Variety wrote: "A possible exploitation film, this slow-moving British conception of a horrorific yarn has the added handicap of having no big draw names recognizable by prospective patrons in this country. Even the attempt to excuse the basic idea (reproducing animals and humans) by sugarcoating with some scientific hocus-pocus is not saved by a somewhat stirring climax. Too many tedious passages and dearth of humor bog it down."

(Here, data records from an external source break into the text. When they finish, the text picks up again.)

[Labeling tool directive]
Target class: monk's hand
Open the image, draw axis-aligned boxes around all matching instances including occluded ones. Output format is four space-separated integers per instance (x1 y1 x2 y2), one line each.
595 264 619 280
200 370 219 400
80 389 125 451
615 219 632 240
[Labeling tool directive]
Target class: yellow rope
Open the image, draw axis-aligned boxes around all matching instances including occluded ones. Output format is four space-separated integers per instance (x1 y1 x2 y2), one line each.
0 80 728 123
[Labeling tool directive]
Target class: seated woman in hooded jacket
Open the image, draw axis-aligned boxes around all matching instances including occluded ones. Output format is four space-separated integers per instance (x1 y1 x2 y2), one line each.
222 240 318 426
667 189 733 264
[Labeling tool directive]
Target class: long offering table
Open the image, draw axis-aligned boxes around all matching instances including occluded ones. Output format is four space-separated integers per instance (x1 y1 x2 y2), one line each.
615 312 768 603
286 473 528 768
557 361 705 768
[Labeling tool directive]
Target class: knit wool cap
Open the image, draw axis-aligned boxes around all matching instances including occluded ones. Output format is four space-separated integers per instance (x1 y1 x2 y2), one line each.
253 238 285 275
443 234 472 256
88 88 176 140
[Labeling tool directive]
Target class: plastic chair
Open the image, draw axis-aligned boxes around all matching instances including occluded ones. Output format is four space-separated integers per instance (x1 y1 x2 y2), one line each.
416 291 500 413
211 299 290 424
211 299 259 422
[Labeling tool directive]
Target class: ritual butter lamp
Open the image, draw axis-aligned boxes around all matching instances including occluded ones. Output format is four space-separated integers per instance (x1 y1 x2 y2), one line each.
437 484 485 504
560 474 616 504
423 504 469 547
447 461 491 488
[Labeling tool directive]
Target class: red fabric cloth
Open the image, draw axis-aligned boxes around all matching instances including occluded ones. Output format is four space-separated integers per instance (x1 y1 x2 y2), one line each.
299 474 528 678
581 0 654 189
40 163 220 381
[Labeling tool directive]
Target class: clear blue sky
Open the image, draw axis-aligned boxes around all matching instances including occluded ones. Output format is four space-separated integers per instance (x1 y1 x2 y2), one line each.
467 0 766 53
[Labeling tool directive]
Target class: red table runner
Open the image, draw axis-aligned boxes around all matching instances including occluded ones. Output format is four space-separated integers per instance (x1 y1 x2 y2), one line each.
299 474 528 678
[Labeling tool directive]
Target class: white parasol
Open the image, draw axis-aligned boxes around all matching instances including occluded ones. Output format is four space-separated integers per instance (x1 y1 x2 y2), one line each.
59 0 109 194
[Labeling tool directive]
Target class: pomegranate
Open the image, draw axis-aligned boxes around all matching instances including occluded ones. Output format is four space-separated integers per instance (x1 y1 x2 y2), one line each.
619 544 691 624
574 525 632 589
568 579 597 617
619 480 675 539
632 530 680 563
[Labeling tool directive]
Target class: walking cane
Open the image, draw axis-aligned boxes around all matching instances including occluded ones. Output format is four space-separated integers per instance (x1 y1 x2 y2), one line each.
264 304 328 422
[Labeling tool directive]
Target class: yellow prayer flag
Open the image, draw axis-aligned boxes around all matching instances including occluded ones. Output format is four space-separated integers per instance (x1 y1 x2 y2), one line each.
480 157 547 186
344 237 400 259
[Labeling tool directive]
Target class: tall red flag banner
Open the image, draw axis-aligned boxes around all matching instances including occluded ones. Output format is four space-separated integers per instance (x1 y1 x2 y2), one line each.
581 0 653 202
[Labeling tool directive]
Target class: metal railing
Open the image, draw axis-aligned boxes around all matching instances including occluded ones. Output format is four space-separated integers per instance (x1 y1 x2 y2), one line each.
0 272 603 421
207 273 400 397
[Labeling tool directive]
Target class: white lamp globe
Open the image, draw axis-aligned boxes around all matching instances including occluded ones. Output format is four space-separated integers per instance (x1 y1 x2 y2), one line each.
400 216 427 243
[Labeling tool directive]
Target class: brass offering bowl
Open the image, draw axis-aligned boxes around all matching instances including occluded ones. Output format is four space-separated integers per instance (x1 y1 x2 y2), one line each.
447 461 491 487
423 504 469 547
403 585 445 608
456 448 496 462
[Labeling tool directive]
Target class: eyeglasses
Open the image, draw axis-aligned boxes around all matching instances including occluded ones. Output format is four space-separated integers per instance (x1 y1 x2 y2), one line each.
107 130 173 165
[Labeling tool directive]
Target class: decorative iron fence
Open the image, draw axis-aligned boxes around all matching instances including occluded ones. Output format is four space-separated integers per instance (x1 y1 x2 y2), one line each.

The Radio Times Guide to Films gave the film 2/5 stars, writing: "One of the earliest Hammer movies made prior to their international breakthrough with The Quatermass Xperiment and The Curse of Frankenstein, this slow-moving tale is directed by Terence Fisher with little flair."

In British Sound Films: The Studio Years 1928–1959 David Quinlan rated the film as "mediocre", writing: "Early Hammer excursion into horror field: laboratory scenes good, rest ludicrous."

Leslie Halliwell said: "A very early entry in this field; not too well done, but faithful to its silly theme."